Re: Outside: Clementine & Rudy
She wasn't lackluster. That wasn't it. Overpolished. Too much luster, brassy on her bones, gilding her sickle-moon smile, but there was nothing behind it. That was it—just gold foiled over to add shine. And that brought them right back to impressions and making them, deliberately or not, for one's own benefit or not. It was like scruffing fur gathering forward in aggression, ears perked, eyes wild, teeth bared in show—don't fuck with me—, but, that was posturing. It was never used on prey. Prey simply got the teeth in belly and throat. The impressions people liked to make were more mercurial and more complex in turn, and that was where the man lost interest. It wasn't that he couldn't grasp the concepts. He just didn't wish to. They served him no purpose. It wouldn't have mattered if she was made of solid gold, the shine on her skin was cold in a distinctly human way.

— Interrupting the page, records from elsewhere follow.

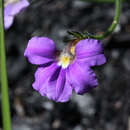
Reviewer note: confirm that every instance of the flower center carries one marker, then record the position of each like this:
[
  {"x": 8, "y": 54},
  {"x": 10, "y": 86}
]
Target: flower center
[
  {"x": 6, "y": 2},
  {"x": 64, "y": 60}
]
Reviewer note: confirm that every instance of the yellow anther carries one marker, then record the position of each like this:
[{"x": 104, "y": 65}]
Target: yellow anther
[
  {"x": 72, "y": 50},
  {"x": 64, "y": 61}
]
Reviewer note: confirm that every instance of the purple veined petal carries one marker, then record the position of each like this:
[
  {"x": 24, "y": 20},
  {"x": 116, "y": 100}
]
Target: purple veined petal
[
  {"x": 14, "y": 8},
  {"x": 41, "y": 76},
  {"x": 94, "y": 60},
  {"x": 8, "y": 21},
  {"x": 81, "y": 77},
  {"x": 51, "y": 82},
  {"x": 90, "y": 51},
  {"x": 58, "y": 88},
  {"x": 40, "y": 50}
]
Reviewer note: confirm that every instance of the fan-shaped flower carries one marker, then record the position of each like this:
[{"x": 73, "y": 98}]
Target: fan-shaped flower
[
  {"x": 58, "y": 72},
  {"x": 11, "y": 8}
]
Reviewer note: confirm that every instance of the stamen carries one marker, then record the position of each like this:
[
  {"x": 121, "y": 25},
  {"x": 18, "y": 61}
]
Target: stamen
[{"x": 64, "y": 60}]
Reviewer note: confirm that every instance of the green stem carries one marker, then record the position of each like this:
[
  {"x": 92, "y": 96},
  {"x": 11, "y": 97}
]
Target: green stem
[
  {"x": 105, "y": 1},
  {"x": 112, "y": 26},
  {"x": 4, "y": 83}
]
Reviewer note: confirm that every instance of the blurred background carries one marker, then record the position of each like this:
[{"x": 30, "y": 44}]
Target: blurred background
[{"x": 106, "y": 107}]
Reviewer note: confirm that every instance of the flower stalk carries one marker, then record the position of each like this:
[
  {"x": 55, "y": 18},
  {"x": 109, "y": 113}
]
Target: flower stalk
[
  {"x": 109, "y": 30},
  {"x": 4, "y": 83}
]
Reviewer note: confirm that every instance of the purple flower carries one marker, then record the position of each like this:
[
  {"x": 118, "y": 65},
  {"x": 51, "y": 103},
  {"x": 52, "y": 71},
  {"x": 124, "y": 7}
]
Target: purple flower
[
  {"x": 61, "y": 72},
  {"x": 11, "y": 8}
]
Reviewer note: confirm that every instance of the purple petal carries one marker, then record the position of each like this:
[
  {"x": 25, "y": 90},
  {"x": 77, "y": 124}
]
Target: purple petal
[
  {"x": 8, "y": 21},
  {"x": 51, "y": 82},
  {"x": 59, "y": 88},
  {"x": 14, "y": 8},
  {"x": 41, "y": 76},
  {"x": 40, "y": 50},
  {"x": 90, "y": 51},
  {"x": 81, "y": 77},
  {"x": 11, "y": 10}
]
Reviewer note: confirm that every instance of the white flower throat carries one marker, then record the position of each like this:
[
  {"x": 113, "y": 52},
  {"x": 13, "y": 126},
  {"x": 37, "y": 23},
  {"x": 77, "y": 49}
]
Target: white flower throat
[{"x": 66, "y": 57}]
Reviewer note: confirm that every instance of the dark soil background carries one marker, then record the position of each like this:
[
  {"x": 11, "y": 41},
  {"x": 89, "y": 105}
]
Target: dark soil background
[{"x": 106, "y": 107}]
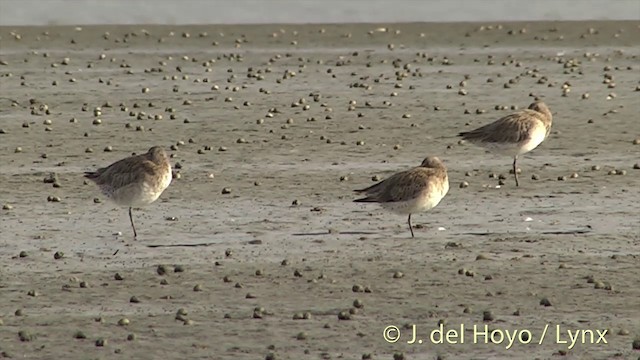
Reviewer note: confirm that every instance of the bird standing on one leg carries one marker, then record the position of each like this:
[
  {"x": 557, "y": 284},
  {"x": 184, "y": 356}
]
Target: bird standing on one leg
[
  {"x": 136, "y": 180},
  {"x": 411, "y": 191},
  {"x": 514, "y": 134}
]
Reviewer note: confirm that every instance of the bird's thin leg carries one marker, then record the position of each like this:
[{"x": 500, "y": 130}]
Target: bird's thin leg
[
  {"x": 410, "y": 227},
  {"x": 135, "y": 235},
  {"x": 515, "y": 169}
]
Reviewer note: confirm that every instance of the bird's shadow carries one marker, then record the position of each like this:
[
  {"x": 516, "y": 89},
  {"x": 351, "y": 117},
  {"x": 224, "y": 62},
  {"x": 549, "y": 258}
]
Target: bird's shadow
[{"x": 334, "y": 233}]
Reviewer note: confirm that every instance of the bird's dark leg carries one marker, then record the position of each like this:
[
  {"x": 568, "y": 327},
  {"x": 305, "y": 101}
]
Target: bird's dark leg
[
  {"x": 515, "y": 169},
  {"x": 135, "y": 235},
  {"x": 410, "y": 227}
]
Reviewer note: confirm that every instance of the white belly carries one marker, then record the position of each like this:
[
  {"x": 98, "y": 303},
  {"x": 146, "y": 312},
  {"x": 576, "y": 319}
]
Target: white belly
[
  {"x": 419, "y": 204},
  {"x": 140, "y": 194}
]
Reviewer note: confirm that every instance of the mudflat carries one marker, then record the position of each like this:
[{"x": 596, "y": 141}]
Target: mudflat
[{"x": 256, "y": 250}]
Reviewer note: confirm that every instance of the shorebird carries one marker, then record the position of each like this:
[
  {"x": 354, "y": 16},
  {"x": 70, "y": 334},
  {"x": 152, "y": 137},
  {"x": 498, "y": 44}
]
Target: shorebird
[
  {"x": 514, "y": 134},
  {"x": 136, "y": 180},
  {"x": 408, "y": 192}
]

But her lie—the one she told about not being afraid, that was universal. And maybe she believed it herself. But, he had smelled her sudden fear and that was more honest than anything.
"Right. It's just a nice night." Lying is genteel. He lifted his hand to bring his cigarette to his lips, after ashing, for a drag when the woman plucked it from him. He gave her an amused exhalation. With his shot glass netted in his fingers, he pulled out his pack of cigarettes, slapped it on the flat of his hand and thumb, and took the filter-end that popped out with his teeth. He lit the thing in a short flash of spark, the stench of tobacco flaring. Tucking everything away again, he looked at Clementine as he inhaled deeply on the fresh cigarette. "No." Smoke boiled over his lips with the 'o.' He tilted his boot against the porch floor, glancing down, before telling Clementine dryly: "Not sure I have the shoes for chasing. You planning being adored by someone?" A nod at the door behind him. "Not him."